So we've been lucky so far.
Cool. I've got a bunch of questions and I've kind of got them in
chronological order, so we can start from the early days and bring it up
to the new album "Reawaken". So I'll get started...
I know you began playing guitar at a very early age. Were you the type
of guy who practiced five to seven hours every day, practicing scales
locked away in your room somewhere, or were you the type of guy who was
jamming in a band more, playing gigs when you were very young?
It was a little bit of both. When I first started playing guitar it
was just you know, strumming chords and not really taking it that
seriously, and then I started becoming obsessed with Jimmy Page and
started learning all the Zeppelin solos, and then it progressed from
there once I heard Yngwie Malmsteen and then it became a seven hours a
day type of ritual. It started out kind of easy-going and then for
awhile when I was like seventeen it was just, yeah, all day long you
Yeah. Was your focus when you were starting out always Metal, or
did you study any other styles or take lessons from teachers who were
probably not from the Rock or Metal arenas?
It's always pretty much been either Hard Rock or Metal. That's kind
of what got me going. Aside from Yngwie Malmsteen and the Shrapnel
shredders I had the influences of like, Jeff Beck and Hendrix and
Clapton and Jimmy Page. Those were my first heroes. So I guess you could
say that I've worked on blues quite a bit, because you sort of have to
have your blues stuff down to play those guys' material. So I'm really
glad, I think guitar players need to start with the blues and get a
handle on that before they progress to other things.

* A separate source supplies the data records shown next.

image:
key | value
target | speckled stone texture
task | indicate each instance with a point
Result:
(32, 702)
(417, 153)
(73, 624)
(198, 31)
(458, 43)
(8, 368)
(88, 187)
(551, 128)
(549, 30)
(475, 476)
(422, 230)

So tell me about how after awhile you were recording your own
material and somehow it wound up in the hands of Mike Varney at Shrapnel
Records and your album came out. Can you tell me a bit about how that
I was about sixteen or seventeen there was a point in time where the
only records I listened to were anything that Mike Varney released. I
was totally obsessed with that, and I was just determined that if I ever
got a record deal it had to be with Shrapnel Records. You know, that's
what a teenager thinks. They're naive. But yeah, so I was determined and
I didn't care about anything except catching this guys ear because it
would be a great honor to sign with his label. So I hit him pretty hard
for like three years, with demos. You know, I'd send him a demo every
few months, with absolutely no feedback from him but I just kept going
for years. Days became years, and then I finally got the phone call,
"Okay, I think you're ready to do a record!", and it amazed me
because he was actually listening to me the whole time. And I didn't
think he was. So that was a very nice day when that happened, haha.

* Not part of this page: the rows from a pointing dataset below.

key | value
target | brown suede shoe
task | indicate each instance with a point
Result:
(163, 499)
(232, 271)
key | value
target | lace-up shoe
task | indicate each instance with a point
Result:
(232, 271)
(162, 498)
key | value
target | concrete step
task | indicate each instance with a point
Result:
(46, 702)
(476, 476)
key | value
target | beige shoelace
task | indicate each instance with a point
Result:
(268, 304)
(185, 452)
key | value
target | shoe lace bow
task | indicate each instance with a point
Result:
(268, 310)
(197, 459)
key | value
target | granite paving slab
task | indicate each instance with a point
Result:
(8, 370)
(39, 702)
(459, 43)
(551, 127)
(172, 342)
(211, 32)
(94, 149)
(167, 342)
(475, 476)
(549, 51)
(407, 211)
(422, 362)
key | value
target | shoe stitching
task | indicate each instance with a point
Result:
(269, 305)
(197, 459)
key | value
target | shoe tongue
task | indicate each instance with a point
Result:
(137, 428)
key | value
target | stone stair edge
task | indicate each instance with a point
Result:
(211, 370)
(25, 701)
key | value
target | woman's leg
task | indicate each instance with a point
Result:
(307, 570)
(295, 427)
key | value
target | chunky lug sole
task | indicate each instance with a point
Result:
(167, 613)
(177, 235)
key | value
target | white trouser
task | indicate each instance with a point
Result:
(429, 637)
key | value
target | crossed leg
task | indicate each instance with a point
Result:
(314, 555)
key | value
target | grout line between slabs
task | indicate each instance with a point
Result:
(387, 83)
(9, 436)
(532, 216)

How old were you when that happened?
I had just turned twenty, and the irony was I said to myself,
"If I'm not signed to Shrapnel Records by the time I'm twenty I'm
hanging it up and going to college", and like a few weeks after
turning twenty I was seriously considering doing something else, and I
got a phone call and I was like, "All right! I don't have to
fucking go to school", hehe!
So obviously you were a big fan of the albums that Mike Varney had
released during the day, like the Vinne Moore and The Cacaphony and all
Oh yeah, very excellent. That was such an exciting time for guitar,
unlike these days.
Yeah, I agree. I still often pull out my Marty Friedman DRAGON'S
KISS, the old albums that he did with Cacophony.
Oh yeah, they're just incredible.
I always pop it on and say "Man, how come no-one is releasing
anything like this, like even if it was two or three guys, but there's
Yeah. I think what happened is, I was lucky enough to be part of the
generation that had to shred to be taken seriously back in the eighties.
And you know, once Nirvana came out the whole musician thing went out
the window. So now we're experiencing a generation of bands who were
influenced by Nirvana and stuff like that, and it just seems to be going
downhill. This is as far as the mainstream goes.
what kind of reaction did your album get after it came out, and what
types of live dates if any, or were there clinics or things like that
going on after it was put out?
The reaction to the record was pretty divided. The people who liked
the album really loved it, and are still into it all these years later,
and the people that despised it hated it very much, and there was no
middle ground. It was a love or hate type of thing because the album
didn't really focus on guitar solos, it focused on progressive Death
Metal influenced rhythms, because that hadn't really been done before
and Varney wanted to try something new. So he kind of told me what kind
of record I needed to make. I wished I had pushed harder to get more
solos in it, but I was just happy to be doing what I could do. And there
was really no touring for that because at that point in time Metal was
really in bad shape commercially and no booking agents wanted to book. I
was playing strictly instrumental music then, and no booking agents
wanted to mess with it. But I did get a few clinics in here and there. I
went to Minneapolis and did some clinics for awhile. That was kind of
fun. Good pay.
Yeah cool. So that came out in 1992 and I was reading your bio
trying to find out what you did between '92, and the next mention of you
is guest appearing or helping out in a band called Darken which were
Black Metal. That was '96.
After Guitar Distortion me and Varney were having disagreements about
what I should do next. He wanted me to form a band that had the Pantera
kind of sound. And you know, that's all good and well but that just
really wasn't in my heart. So I ended up asking "Let me go and
pursue something else", because I didn't want to be told what I
needed to play. So I just laid low for awhile, and sort of was like,
"Well I did my record and had my shot, so I'll just play in the
local bar from now on". But then when Black Metal came out and you
had these bands like Emperor and Mayhem and Abigor, they really caught
my attention as ground breaking music. So I just formed a little two man
Black Metal project, and it was just strictly for our own entertainment.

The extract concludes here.